Instant Pot Chicken Soup

I’m still tinkering with my Instant Pot settings, but I think there’s a wide margin of error when making chicken soup. Add chicken, water, and salt; hit the Poultry or Soup button, and as long as the chicken’s not undercooked when you take it out, it’s fine. But here’s what I’m figuring out so far:

Amount of Chicken: Half a chicken seems to be about the correct amount for my preferred broth-to-meat ratio. I cut the chicken in half, freeze the other half, and put it in with as much water as I am allowed per Instant Pot instructions (2/3 of the pot).

Timing: Letting the meat cook longer makes it easier to get it off the bone. 20 minutes seems to be an acceptable compromise between convenience and a longer cook time.

Bone Broth: The broth is much improved if I freeze the bones from one batch, and then use them again in the next. By the second cooking, the bones are soft and snap easily. It’s very easy to separate them out from the fresh bones because the former are so soft, and the latter are still attached to the chicken flesh. So I throw away the brittle bones, keep the hard ones, and the cycle continues.

Flavorings: My favorite batch is the one where I added sliced ginger to the chicken as it was cooking (about 8 slices the width of a coin, but I could have done more). My second best batch was the one where I added previously-frozen cauliflower stems. I’ve read that the Instant Pot concentrates the flavors of vegetables, so it isn’t necessary to use as much. I think this is true. Next time, I’ll try a single carrot and stalk of celery. I usually hate using vegetables to make broth and then throwing them away, but I can live with having a few turn to mush. If I had peppercorns, I’d use them in this step, but I’m out of peppercorns so I skipped it.

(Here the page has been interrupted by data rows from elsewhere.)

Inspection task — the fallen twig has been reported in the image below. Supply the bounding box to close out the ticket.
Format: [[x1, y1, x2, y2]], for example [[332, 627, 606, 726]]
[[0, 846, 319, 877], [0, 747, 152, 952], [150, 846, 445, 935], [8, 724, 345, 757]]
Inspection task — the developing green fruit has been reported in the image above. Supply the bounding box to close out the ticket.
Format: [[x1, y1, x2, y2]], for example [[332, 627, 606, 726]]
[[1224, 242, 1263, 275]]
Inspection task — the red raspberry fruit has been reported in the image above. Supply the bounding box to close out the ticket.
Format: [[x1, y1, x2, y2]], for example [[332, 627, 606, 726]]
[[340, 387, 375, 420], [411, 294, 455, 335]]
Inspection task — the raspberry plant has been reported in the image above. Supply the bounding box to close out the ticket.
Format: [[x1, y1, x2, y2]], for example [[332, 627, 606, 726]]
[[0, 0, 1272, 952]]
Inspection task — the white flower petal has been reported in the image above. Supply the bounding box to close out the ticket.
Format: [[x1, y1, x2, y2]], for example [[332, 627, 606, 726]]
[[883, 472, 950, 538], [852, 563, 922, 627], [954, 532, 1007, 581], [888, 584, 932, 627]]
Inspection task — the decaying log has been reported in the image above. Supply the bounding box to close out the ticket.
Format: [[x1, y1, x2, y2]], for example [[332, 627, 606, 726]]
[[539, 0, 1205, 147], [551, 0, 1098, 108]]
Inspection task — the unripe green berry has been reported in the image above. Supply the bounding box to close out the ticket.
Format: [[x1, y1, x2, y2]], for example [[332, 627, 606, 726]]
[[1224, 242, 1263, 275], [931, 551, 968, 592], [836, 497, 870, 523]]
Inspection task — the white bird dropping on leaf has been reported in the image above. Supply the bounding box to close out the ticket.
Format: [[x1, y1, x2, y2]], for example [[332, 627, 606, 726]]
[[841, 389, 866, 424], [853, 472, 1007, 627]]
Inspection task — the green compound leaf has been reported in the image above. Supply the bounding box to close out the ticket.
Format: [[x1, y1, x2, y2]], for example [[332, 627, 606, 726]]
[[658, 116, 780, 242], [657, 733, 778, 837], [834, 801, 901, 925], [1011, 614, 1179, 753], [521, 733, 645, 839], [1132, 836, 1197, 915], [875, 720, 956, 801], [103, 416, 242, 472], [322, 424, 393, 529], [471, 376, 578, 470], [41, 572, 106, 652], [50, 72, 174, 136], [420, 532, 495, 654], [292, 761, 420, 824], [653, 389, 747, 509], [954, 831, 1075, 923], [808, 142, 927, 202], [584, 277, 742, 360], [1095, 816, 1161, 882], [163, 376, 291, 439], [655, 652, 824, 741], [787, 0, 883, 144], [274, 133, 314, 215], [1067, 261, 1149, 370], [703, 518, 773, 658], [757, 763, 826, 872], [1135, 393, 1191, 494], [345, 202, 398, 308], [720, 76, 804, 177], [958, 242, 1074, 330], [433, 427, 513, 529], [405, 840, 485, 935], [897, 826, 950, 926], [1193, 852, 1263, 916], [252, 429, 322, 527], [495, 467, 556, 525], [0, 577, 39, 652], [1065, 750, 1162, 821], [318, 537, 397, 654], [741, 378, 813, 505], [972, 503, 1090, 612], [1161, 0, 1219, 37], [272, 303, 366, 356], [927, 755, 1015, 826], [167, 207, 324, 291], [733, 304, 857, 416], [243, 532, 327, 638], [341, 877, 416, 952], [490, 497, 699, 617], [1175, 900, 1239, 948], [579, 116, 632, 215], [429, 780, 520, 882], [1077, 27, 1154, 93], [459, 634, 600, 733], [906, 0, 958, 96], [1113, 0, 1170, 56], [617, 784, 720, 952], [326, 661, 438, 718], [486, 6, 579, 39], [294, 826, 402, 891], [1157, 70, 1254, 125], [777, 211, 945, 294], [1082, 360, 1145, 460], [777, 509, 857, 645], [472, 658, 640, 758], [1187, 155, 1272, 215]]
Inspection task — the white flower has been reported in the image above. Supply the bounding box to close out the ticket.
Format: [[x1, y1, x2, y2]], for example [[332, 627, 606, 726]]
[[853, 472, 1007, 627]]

Vegetables: I’ve been in the habit of removing the chicken chicken carcass after it’s done, adding chopped vegetables (carrots, celery, shredded cabbage, cubed potatoes) to the broth, and letting them cook in “Soup” mode for another 10 minutes. While the vegetables are cooking, I separate the chicken meat from the bones over a colander so as not to lose any of the broth. Then I freeze the bones (or throw them away if they’ve already been cooked twice), and add the chicken back to the soup. The result is tender but not overcooked vegetables, though they don’t contribute nearly as much flavor to the broth as those added at the beginning. This is labor-intensive, however, and can be skipped if there are time constraints.

In short – Instant Pot chicken soup is very easy, but I am still experimenting with different variations!